L'incredibile vicenda di Diego Ndoudi

Capita anche questo. Va in questura a ritirare il permesso di soggiorno, la polizia lo “impacchetta” e lo spedisce in un centro espulsioni. E pazienza se è sposato con una donna italiana ed è stato dichiarato inespellibile dal giudice. E’ successo lo scorso giugno ad un cittadino congolese, Diego Dieumerci Ndoudi. La moglie ha contattato la redazione di Melting Pot ma ci ha chiesto di mantenere il silenzio sino a che il marito non fosse uscito dal centro, per evitargli guai peggiori. Oggi, Diego, è stato finalmente rimesso in libertà. E’ tornato dalla moglie, ci ha lasciato una intervista video e possiamo raccontare la sua vicenda.

E partiamo da quel giorno in questura quando, invece di vedersi consegnare il permesso di soggiorno, si trova chiuso in una stanza, pronto per essere spedito nel Centro di Permanenza per il Rimpatrio (CPR) di Potenza. La moglie, toscana di Grosseto, viene avvisata con un sms e corre in questura solo per scoprire che non può neppure avvicinarsi al marito.

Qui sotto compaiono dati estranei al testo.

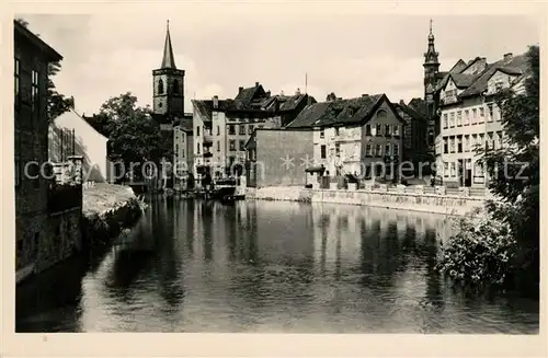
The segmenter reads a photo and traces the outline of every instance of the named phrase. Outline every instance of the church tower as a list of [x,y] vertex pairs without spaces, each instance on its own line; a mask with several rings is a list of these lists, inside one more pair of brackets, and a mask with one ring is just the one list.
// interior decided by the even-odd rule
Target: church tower
[[432,20],[430,20],[429,48],[424,54],[424,100],[426,101],[427,117],[433,119],[436,111],[436,93],[439,61],[438,53],[434,47],[434,34],[432,33]]
[[157,116],[163,115],[165,123],[171,122],[171,118],[175,116],[183,116],[184,70],[180,70],[175,66],[169,20],[163,45],[162,65],[159,69],[152,71],[152,78],[153,113]]

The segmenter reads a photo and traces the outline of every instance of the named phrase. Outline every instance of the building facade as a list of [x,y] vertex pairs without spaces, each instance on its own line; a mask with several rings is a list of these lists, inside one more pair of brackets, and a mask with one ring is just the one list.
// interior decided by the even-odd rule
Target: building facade
[[404,124],[385,94],[364,94],[307,106],[287,128],[313,131],[313,165],[326,175],[397,180]]
[[113,183],[114,164],[106,155],[107,141],[72,107],[49,125],[49,161],[61,163],[70,155],[82,157],[83,181]]
[[213,177],[239,176],[243,172],[246,143],[255,129],[281,128],[308,104],[308,94],[271,95],[255,82],[242,88],[233,100],[194,100],[194,174]]
[[306,184],[305,170],[313,158],[313,132],[289,128],[258,128],[246,143],[249,187]]
[[493,63],[477,57],[443,79],[438,86],[442,119],[436,154],[446,186],[488,185],[488,174],[477,162],[476,149],[505,146],[494,95],[505,89],[523,91],[527,71],[525,54],[506,54]]
[[175,149],[184,146],[175,143],[174,132],[175,125],[187,118],[184,113],[184,74],[185,71],[175,66],[168,22],[162,62],[159,69],[152,70],[152,118],[160,125],[163,145],[168,150],[168,155],[164,158],[167,168],[160,169],[160,174],[165,174],[167,177],[157,182],[161,187],[172,187],[176,182],[173,175],[178,160]]
[[[81,185],[56,189],[48,180],[48,66],[62,59],[14,21],[15,278],[66,258],[79,243]],[[79,164],[78,158],[68,158]],[[68,163],[68,165],[71,165]],[[72,168],[76,168],[72,165]]]
[[192,113],[186,113],[173,125],[173,186],[176,189],[189,188],[189,175],[194,168],[194,136],[192,129]]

Il giudice ha detto che non può essere espulso, mica che ha diritto al permesso di soggiorno“, le dice un poliziotto. Va in scena insomma, il solito teatrino del poliziotto buono e poliziotto cattivo.

Sì, te lo portiamo al centro di espulsione di Potenza, ma vedrai che te lo rimandano a casa in un paio di giorni. Stai tranquilla” la tranquillizza il primo. “Gente così deve tornarsene a casa sua. Vi va bene che tu sei sua moglie e soltanto per questo gli abbiamo concesso il permesso di mandarti un sms e non lo abbiamo imbarcato immediatamente a Fiumicino – le dice il secondo, che puntualizza – Della sentenza del giudice, a noi, non ce ne frega nulla“.

Dieumerci Ndoudi ha 28 anni. E’ congolese e lo chiamano tutti Diego perché il padre è un tifoso di Maradona. Nel 2010 è convolato a nozze con una ragazza toscana che che lavorava in un progetto di cooperazione sociale locale in Congo. Finito il periodo di lavoro all’estero, la moglie è tornata in Italia e Diego è andato con lei. Ma il loro, più che un matrimonio, è una odissea barcamenata tra soprusi e assurdità burocratiche.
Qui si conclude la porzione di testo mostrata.